Hi Michael,
a) Growth of the specimen b) Sampling of the specimen c) Labeling of the specimen (locality, date, leg, etc.) d) Conserving of the specimen e) Determination f) Digitisation (in house database) g) Linking up the information to a database network h) Analysis of the linked up specimen information i) Revision (loop back to point f))
Just two simple question: Where exactly should an artificial GUID be implemented?
I would suspect somewhere between steps f & g (I'd lean more towards f). But in many institutions (and in my own taxonomic work), step c is merged with step f; and may come before or after steps d & e.
What is the potential impact on the rest of the product life-cicle?
I would hope that it would result in increased efficiency & accuracy of steps g & h.
Learing a lot of latin names with a meaning is much more easy for humans then to learn some obscure artificial codes. Just try to rememeber 10 5 digit numbers! And no, not everybody is eager to run around on a field trip equiped like a high-tech soldier.
I think this is one of the most misunderstood aspects of GUIDs. They should *NOT* be optimized for human reading. I personally don't think they should ever even be viewed by a pair of human eyes (except the occassional database manager). The scientific names (and associated information) are what the Human should read. The GUIDs are intended for computers, which are extraordinarily adept at remembering billions of 5-digit numbers, let alone 10. But I would rather see the GUIDs as 19-digit (10^64) numbers.
Just a simple statement, as Peter already pointed out, by using Linnean code carefully and with high quality within our databases, we have already a working GUID in place! The thing Linne has already invented. IMHO it is only a question of database quality, whether the info given is a realy GUID or only a part of it.
I think it's less a question of database quality than of taxonomic quality. With a few very noteworthy exceptions, the taxonomic information we need for consistent reliance on "natural key" unique identifiers for names (Nomenclatural Code + Monomial/Binomial/Trinomial + Author(s)/Year/Page) is not organized to the point where this complex key can be used as a unique identifier by a computer with any reasonable degree of certainty and repeatability.
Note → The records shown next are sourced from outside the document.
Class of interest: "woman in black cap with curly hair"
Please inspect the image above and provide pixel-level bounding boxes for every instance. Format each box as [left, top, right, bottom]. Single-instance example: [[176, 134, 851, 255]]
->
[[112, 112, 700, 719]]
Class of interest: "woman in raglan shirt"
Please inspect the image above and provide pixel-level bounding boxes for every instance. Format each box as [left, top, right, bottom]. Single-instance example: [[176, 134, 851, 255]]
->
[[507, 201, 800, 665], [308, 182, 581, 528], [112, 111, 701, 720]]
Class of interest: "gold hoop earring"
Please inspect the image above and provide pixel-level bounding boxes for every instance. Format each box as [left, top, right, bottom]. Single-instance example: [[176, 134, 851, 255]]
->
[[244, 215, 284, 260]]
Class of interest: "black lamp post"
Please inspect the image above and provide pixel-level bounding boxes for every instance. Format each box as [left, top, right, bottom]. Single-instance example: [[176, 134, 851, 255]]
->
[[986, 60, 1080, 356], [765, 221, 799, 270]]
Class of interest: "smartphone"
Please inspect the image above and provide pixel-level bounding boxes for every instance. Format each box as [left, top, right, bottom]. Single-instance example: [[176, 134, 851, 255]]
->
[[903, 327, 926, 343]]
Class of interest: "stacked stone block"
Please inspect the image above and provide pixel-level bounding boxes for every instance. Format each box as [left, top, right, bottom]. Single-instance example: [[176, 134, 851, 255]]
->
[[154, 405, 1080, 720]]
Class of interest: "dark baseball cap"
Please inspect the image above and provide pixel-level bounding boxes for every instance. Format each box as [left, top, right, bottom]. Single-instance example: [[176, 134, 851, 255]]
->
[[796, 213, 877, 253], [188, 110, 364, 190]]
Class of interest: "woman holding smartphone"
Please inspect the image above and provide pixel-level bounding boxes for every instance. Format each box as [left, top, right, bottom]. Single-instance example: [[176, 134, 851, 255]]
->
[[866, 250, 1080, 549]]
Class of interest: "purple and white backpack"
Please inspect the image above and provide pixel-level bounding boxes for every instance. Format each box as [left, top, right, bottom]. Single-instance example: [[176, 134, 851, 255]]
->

As I said above, the GUIDs should be optimized for computer usage, not human usage.
Therefore I have the following suggestions for the 1.5 Million $ project:
- Build a schema, that enforces better overall quality, but not only
in the taxon information.
[...]
- Help and convince database holders to raise the quality of their
contributions 3) Enhance the database wrappers to speed up the network (I had to look into this for a GBIF Austria protal and found out, that the software can be improved in terms of speed just by rewriting some parts of it in C).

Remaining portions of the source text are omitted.